History of the trail
The Cares Trail always features in lists of Spain’s most beautiful hiking trails. Although it isn’t very demanding (except for a few inclines), you should consider its length and plan your route well.Did you know that this deep ravine was not just created by erosion by the river Cares? It is also the result of engineering work carried out in the early 20th century to channel water to the hydroelectric dam at Poncebos. This made it much easier to take this delightful walk without getting lost. Just follow the canal.Experienced hikers may be interested to know that the official trail (PR-PNP 3) actually begins, or ends, at Posada de Valdeón in León and not at Caín, making the route much longer (21 kilometres each way). However this first stretch is now little used and most people choose to begin at Caín.
What you will find
First of all, it’s useful to know you can take the same trail in the opposite direction, starting in Asturias. Starting at Caín is easier, because if you start at Poncebos you almost immediately encounter a fairly tough upward slope for two kilometres. If you begin in León province, this stretch is downhill.For those taking the whole trail, here’s what you will find. Setting out from Posada de Valdeón, you come to Cordiñanes, where the valley starts to narrow. After this village you’ll find the viewing point at Tombo, with its iconic sculpture of a chamois, a symbol of the Picos de Europa mountains. You’ll see immense beech forests, and a little further on, Ermita de Corona, the chapel where King Don Pelayo is supposed to have been crowned. Also in this area is Chorco de los Lobos, a pit which was once used to trap wolves.

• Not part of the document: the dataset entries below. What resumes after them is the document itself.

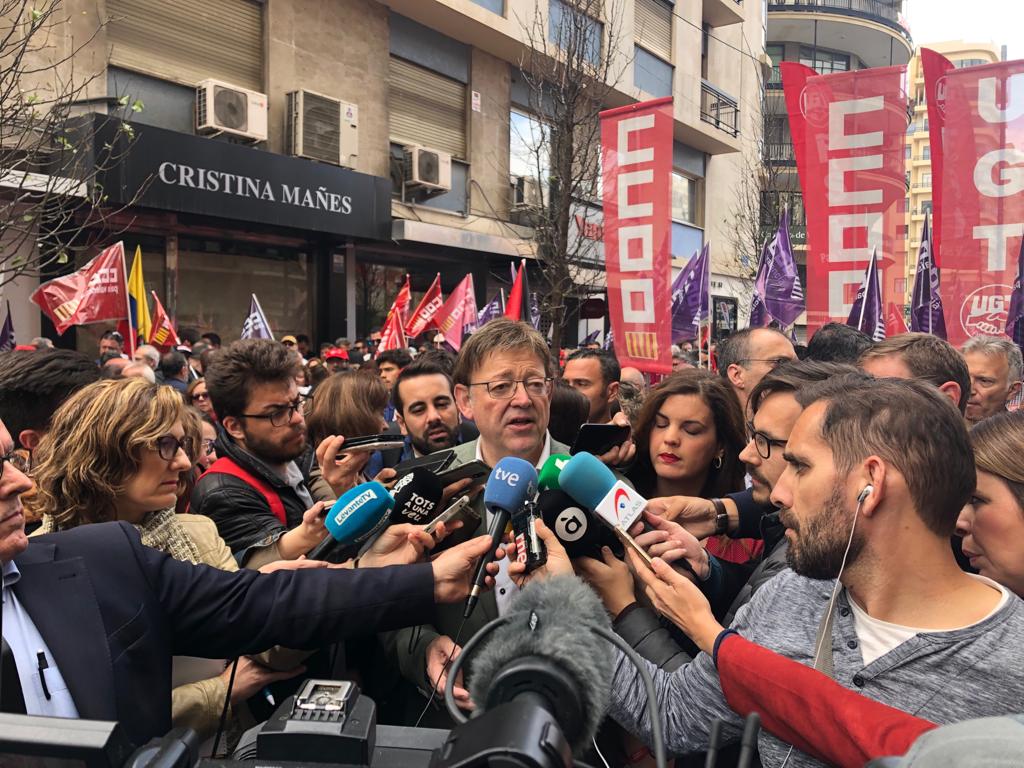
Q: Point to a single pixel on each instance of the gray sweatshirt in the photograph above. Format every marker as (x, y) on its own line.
(942, 676)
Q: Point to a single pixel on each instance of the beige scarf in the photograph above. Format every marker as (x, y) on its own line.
(161, 530)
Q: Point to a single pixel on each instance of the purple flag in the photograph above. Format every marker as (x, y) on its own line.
(1015, 318)
(779, 285)
(691, 297)
(866, 314)
(926, 306)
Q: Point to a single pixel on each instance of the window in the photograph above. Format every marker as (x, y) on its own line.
(823, 61)
(652, 27)
(574, 32)
(188, 40)
(687, 199)
(426, 109)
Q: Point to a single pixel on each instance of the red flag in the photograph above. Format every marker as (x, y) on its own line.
(96, 293)
(895, 325)
(392, 335)
(513, 307)
(981, 180)
(423, 317)
(849, 133)
(935, 68)
(453, 316)
(636, 152)
(163, 334)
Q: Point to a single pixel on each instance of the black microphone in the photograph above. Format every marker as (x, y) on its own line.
(511, 483)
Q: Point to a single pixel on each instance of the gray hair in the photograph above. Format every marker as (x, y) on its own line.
(992, 345)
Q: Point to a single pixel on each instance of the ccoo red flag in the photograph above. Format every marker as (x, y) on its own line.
(96, 293)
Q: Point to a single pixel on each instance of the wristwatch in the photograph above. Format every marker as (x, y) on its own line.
(721, 517)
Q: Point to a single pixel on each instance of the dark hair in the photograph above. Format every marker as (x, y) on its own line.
(836, 342)
(610, 370)
(735, 348)
(243, 365)
(397, 357)
(172, 363)
(569, 411)
(422, 367)
(911, 426)
(792, 377)
(927, 357)
(34, 384)
(729, 429)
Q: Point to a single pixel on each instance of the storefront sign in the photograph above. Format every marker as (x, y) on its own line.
(193, 174)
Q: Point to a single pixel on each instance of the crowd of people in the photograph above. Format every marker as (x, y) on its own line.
(850, 514)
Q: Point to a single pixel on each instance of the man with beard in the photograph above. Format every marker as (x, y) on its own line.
(255, 492)
(876, 476)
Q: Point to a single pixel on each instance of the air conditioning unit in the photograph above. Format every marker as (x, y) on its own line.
(525, 193)
(323, 128)
(428, 169)
(222, 108)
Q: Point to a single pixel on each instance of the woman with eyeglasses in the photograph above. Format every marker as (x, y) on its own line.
(122, 451)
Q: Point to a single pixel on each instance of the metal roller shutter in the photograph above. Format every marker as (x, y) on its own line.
(189, 40)
(426, 109)
(653, 27)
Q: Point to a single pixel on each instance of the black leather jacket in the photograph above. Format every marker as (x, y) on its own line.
(242, 513)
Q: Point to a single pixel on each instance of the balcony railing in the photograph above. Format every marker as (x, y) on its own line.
(879, 10)
(718, 109)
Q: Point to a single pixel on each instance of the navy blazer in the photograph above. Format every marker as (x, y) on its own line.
(114, 612)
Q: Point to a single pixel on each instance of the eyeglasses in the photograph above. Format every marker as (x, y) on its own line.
(280, 416)
(763, 442)
(504, 389)
(168, 446)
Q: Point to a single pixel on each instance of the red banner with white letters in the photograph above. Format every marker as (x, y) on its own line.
(636, 154)
(983, 190)
(849, 132)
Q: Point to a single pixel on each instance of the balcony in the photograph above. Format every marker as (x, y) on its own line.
(719, 110)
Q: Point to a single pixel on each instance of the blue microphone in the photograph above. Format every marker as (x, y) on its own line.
(357, 515)
(511, 483)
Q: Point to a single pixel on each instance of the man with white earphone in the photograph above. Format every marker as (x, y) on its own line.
(876, 474)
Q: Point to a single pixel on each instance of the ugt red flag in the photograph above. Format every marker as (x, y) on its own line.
(423, 317)
(636, 153)
(96, 293)
(849, 133)
(982, 176)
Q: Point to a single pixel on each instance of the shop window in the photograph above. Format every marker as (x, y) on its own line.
(188, 40)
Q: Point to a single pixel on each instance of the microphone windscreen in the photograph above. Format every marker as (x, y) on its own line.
(586, 479)
(565, 610)
(358, 512)
(512, 481)
(548, 478)
(417, 498)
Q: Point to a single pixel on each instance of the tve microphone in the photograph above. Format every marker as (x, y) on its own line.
(417, 498)
(548, 478)
(511, 483)
(357, 515)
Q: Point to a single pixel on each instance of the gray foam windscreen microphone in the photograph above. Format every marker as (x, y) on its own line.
(553, 619)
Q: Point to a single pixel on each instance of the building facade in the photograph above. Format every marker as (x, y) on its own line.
(314, 152)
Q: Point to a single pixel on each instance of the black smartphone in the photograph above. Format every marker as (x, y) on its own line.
(599, 438)
(475, 470)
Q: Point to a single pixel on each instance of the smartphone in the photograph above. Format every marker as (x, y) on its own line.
(599, 438)
(474, 470)
(372, 442)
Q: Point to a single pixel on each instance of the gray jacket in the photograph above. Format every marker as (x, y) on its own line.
(942, 676)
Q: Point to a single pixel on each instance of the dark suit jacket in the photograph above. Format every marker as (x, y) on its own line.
(114, 612)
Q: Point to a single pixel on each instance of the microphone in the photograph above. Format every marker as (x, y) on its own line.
(417, 498)
(548, 478)
(527, 662)
(356, 516)
(512, 481)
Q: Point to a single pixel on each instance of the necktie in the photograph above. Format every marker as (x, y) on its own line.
(11, 699)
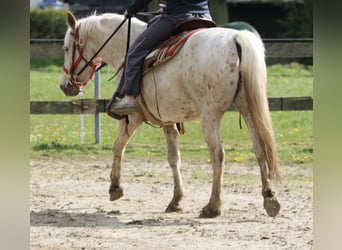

Then you come to Caín, a village surrounded by mountains over 2,600 metres high. The road ends here, and the Cares hiking trail begins at the entrance to the natural gorge, where most hikers start or end their walk.You’ll follow the fascinating path through narrow tunnels and caves, with beautiful spots worth photographing along the way, such as the bridge of Los Rebecos (with dizzying views over the river), Bolín bridge, and the walkway at Pasarela de los Martínez (on the frontier between Castilla y León and Asturias). At Los Collaos, the highest point on the trail, you start to descend towards Poncebos. There, with luck, you can see the peak of Mount Urrielu (also known as Naranjo de Bulnes), with its vertical faces over 500 metres tall, an icon of Spanish rock climbing.It’s best to enjoy the walk at a leisurely pace. Stop for snacks, see how trees grow in impossible places, listen to the wildlife… This trail never disappoints.